The rates of voluntary disclosure of their identity was:
- 13% in primary and secondary school,
- 33.7% in university.
According to the survey results, LGBTI individuals experience significant hardship not only in school but also in social life. Of the participants:
– 40% said they thought of suicide at least once because of [the negative reactions to] their being LGBTI.
According to Volkan Yılmaz, diversity in education needs to be protected, privacy rights of the students need to be guaranteed, social relations between heterosexual and LGBTI students should be encouraged, educators need to be educated on diversity and LGBTI [experiences], and educational spaces should be rendered genderless.

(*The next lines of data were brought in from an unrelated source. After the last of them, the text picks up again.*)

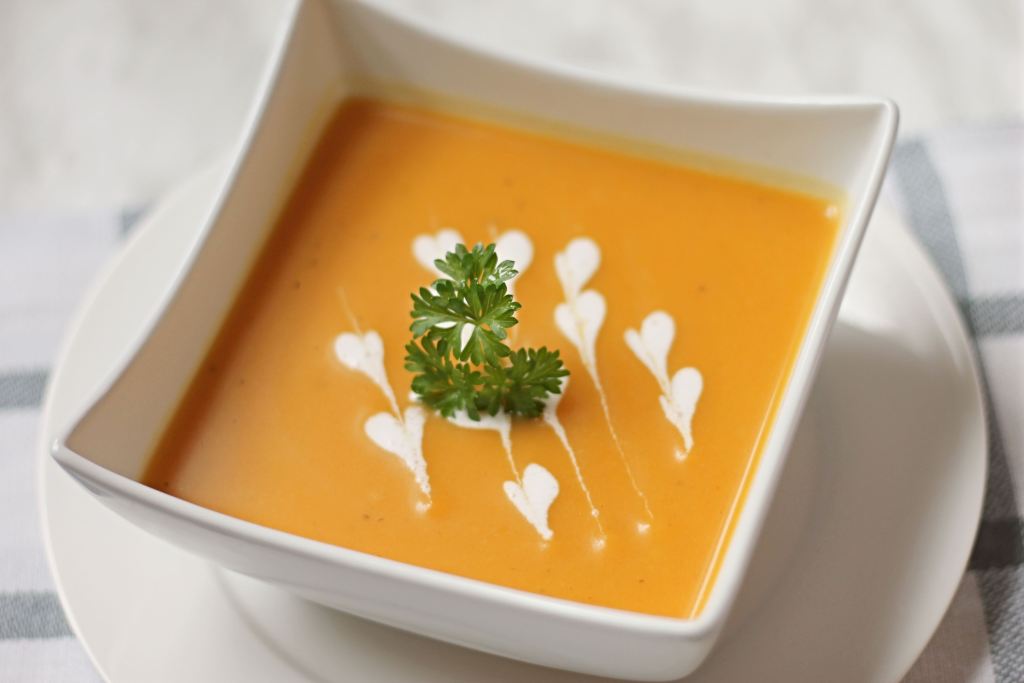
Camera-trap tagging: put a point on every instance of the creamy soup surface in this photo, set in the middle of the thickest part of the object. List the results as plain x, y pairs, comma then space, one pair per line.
653, 440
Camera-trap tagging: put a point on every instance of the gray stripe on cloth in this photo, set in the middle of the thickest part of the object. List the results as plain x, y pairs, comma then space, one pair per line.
999, 544
33, 614
1003, 591
928, 211
993, 315
22, 389
931, 219
129, 219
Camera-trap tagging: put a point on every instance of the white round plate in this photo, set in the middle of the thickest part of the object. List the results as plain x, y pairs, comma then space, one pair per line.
862, 551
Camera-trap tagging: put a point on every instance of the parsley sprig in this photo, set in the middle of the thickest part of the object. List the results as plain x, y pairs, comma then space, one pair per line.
459, 354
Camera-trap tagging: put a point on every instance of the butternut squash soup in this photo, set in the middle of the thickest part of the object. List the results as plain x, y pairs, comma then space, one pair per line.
677, 299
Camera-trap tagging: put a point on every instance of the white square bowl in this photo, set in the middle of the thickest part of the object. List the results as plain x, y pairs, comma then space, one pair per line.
327, 52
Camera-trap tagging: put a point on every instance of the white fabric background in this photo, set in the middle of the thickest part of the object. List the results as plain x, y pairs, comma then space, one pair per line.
104, 104
107, 102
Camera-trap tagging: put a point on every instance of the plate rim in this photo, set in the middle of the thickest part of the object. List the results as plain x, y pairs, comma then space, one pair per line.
931, 286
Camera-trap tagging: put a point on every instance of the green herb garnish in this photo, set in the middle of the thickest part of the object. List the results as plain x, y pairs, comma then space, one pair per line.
459, 352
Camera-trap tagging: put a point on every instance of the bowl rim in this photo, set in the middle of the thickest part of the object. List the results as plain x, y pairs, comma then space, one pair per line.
766, 468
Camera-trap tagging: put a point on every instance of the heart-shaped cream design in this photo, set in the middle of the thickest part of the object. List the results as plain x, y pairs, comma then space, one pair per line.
651, 345
687, 384
402, 438
428, 248
364, 353
534, 498
581, 322
577, 264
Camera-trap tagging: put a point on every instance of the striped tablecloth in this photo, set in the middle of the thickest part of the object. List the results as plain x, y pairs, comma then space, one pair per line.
963, 193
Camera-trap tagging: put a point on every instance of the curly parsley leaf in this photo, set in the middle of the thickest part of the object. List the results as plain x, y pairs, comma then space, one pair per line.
459, 355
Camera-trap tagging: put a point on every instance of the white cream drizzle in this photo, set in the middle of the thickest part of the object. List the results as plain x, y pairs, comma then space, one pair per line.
580, 318
398, 433
532, 492
428, 248
532, 497
551, 418
680, 393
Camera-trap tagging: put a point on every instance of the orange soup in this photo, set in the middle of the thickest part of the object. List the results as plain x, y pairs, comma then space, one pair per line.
677, 298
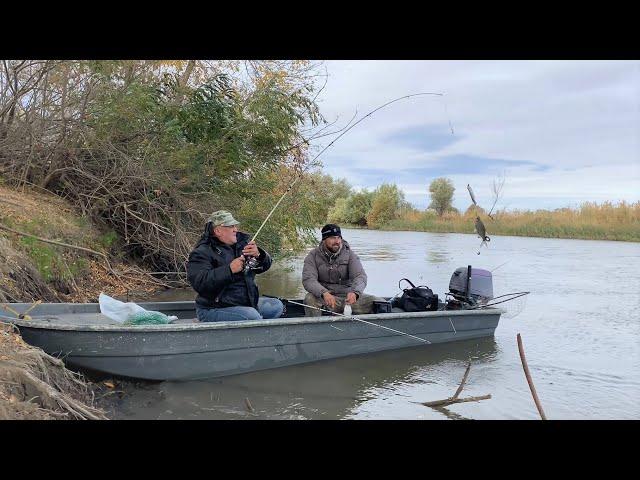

Additionally, during the session, Levent Şentürk of Osmangazi University Department of Architecture presented on discrimination in educational spaces.
Trans people have to attend school with clothes that do not belong to them
Under the moderation of Çiğdem Şimşek, Evren Emre Çakmak from Kaos GL, Anıl Kocaoğulları from LuBunya Bosphorus, and Egemen Öztürk from T-Club [T-Kulüp] shared their experiences regarding struggles against discrimination based on sexual orientation and gender identity during the second session. Anıl Kocaoğulları informed the audience that, though they are actively engaging in activism in the social and academic fields in Bosphorus University, the positive developments that occured were not enough. Kocaoğulları reported that, though they have been struggling to have genderless and mixed gender restrooms, the administration transformed the existing mixed gender restrooms into segregated binary gender ones at the end.
Egemen Öztürk of T-Club said that trans students are pushed into silence in education. Öztürk specified that the practice of being forced to wear the clothing of the gender identity they do not identify with has damaged their psychological wellbeing. Öztürk said that it was impossible to play soccer with boys at school even though they could play soccer with boys at their neighborhood and that the heteronormative education at school seeped into the attitudes and behavior of the students. Öztürk added that they experienced difficulties in official dealings due to the enforcement of the ble-pink national ID laws and that they was not even able to take examinations as important as the YGS [Higher Education Examination – Undergraduate Placement Examination].
If the boy is playing with a Barbie, the teacher should be able to say “you play too”
During the third session, Damla Karaman from Eğitim-Sen’s [Education and Science Workers’ Union] LGBTI Commission, Elif from the Highschooler LGBTI Group, and Pınar Özer from LİSTAG [Families of LGBTT Group] presented on various anti-discimination struggle examples. Elif, who is a highschool student, said that the state is pressuring LGBTI people using state-issued books, restrooms, and teachers and that one ought to resist this system. Pınar Özer, who is the mother to a trans woman, spoke of the problems encountered by her child during highschooland university and said that her daughter had to go to the restroom only during classes because of the binary gender restrooms. According to Özer, if a boy is playing with a Barbie, the teacher should be able to tell the other boys that “you may play too.”
During the final forum under SEÇBİR’s Melisa Soran’s moderation, methods of activism against discrimination in education were discussed. SEÇBİR and SPoD will be establishing an education working group as a consequence of this symposium. Both institutions are inviting to SPoD people who would like to work on this topic or receive consultation to SPoD.